Before becoming the Sales Director under the Grants ownership, Iain was the Managing Director of Realstone and it was only after Realstone had gone into Administration on 18 May that Grants bought the shares of BlockStone, an associated company that was not insolvent, and some of the assets of Realstone, including its premises in Wingerworth, Derbyshire. It has not yet been decided what will happen there.

Understandably, Iain does not want to dwell on the past and prefers to look towards what he sees as a positive and exciting future. As he told NSS when the BlockStone sale was concluded: “It’s a fantastic development for us because all of a sudden we will have the wherewithall for investment in BlockStone.”

Speaking from Cadeby now the dust has settled he adds: “The business is in a better position now than ever before. As part of an innovative, multi-disciplined construction solutions provider we have access to the investment necessary for the business to fulfil its full potential. We are reinvigorated and going from strength to strength with the supply of premium quality block available ex-stock.”

The new look of BlockStone will be reflected in the new website that was still under development as this magazine went to press but should be up and running by now. The hope is that it will bring in more business generally, but specifically from overseas, especially with the post-Brexit fall in the value of sterling cutting the price of British goods paid for in foreign currency.

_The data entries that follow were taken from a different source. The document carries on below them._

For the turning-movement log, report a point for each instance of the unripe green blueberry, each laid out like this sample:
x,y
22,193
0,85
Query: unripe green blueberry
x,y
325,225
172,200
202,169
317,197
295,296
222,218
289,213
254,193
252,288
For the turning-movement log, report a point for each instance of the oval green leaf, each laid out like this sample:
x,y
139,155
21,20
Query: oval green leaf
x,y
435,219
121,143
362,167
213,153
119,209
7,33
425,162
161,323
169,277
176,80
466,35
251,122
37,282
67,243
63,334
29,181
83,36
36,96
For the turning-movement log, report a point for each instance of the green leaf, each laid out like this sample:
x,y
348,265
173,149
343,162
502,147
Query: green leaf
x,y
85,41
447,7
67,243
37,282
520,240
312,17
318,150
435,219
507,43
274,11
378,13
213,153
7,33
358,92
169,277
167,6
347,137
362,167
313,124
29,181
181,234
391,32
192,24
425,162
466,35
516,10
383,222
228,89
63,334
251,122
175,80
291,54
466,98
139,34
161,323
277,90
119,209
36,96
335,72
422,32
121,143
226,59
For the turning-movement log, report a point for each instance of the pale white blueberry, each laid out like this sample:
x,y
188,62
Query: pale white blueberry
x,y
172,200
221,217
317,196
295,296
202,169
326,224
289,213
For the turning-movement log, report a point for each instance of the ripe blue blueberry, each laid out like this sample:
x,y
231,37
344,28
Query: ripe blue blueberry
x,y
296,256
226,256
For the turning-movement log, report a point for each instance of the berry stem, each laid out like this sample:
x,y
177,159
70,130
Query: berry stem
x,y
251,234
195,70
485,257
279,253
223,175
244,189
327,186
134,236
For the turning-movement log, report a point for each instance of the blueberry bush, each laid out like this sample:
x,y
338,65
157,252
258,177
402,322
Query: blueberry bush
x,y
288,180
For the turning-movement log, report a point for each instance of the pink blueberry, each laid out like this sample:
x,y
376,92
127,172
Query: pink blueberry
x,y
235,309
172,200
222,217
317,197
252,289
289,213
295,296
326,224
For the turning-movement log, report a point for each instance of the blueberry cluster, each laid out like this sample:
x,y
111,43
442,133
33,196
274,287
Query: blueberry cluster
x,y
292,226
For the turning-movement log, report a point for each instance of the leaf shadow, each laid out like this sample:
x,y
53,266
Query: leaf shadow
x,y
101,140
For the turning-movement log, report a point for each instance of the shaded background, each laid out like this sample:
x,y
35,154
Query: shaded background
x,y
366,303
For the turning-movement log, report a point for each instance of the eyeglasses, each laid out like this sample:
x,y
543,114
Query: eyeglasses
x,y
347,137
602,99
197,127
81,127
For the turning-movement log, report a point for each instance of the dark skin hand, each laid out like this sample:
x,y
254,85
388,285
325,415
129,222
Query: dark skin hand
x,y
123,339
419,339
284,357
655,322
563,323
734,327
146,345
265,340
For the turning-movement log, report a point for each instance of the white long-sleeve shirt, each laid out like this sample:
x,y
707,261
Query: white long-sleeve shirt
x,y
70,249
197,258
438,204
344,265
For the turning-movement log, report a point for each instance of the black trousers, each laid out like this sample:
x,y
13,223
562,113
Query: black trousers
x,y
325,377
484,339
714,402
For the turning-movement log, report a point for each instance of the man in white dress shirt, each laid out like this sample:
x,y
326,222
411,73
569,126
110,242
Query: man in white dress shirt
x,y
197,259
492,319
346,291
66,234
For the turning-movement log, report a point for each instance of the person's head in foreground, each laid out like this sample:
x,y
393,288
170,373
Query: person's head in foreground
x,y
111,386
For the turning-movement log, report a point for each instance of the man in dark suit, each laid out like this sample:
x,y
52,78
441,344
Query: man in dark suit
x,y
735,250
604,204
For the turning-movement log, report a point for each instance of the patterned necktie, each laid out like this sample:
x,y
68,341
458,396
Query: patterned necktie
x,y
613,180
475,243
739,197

BlockStone has exported stones to Germany, Canada and the USA for many years as a legacy of being one of the few British stone producers to have exhibited overseas in the 1990s, when, for a few years before the establishment of the Euro as a currency, it showed its stones at Stein+tec in Nuremberg.

Iain: “With the impetus that has come from the new investment, BlockStone will once again be looking to international markets and exhibiting overseas will certainly be high up on our agenda. However, the way you market stone isn’t just by one route. There are various routes. It’s who you know as well as how you show yourself, and we aim to be very visible as we are acutely aware that product awareness and visibility is extremely important to generating sales. Aside from the incredible BlockStore we also need to be vigorously marketing.”

BlockStone also looks to the benefits of the fall in the pound in its home market. Weaker Sterling will increase the price of imports (it already has) on top of which the price of freight is increasing rapidly, which sets a higher price point for the market in general.

“With these changes there’s a balancing out of the cost difference between British stone and imports. Add to that the immediate accessibility of our stone from the BlockStore and there’s a powerful and compelling argument for using British stone,” says Iain.

An early success has been having Cadeby stone selected by Donald Insall Architects and stone conservation specialist DBR for repairs to the Palace of Westminster. With about £4billion-worth of work in the pipeline for the Houses of Parliament, it could prove to be a good time to have been selected. What was especially attractive about Cadeby was that it is available in practically unlimited quantities in bed heights up to 1.5m. From the time the current structure was being erected in the 19th century bed heights have been an issue (see the previous issue of NSS).

Like a lot of British stone producers, BlockStone has benefitted since the credit crunch of 2008 from the top end of the private sector taking the opportunity of a strong negotiating position, with planners as well as material suppliers, to get more mansion for their money.

For the future, BlockStone cannot help thinking Brexit will produce a lull in activity at some time over the next few years, but overall it is positive, believing the country is big enough to support a healthy construction sector in general.

And, Iain concludes, nothing makes a statement in the built environment quite like stone – especially British stone.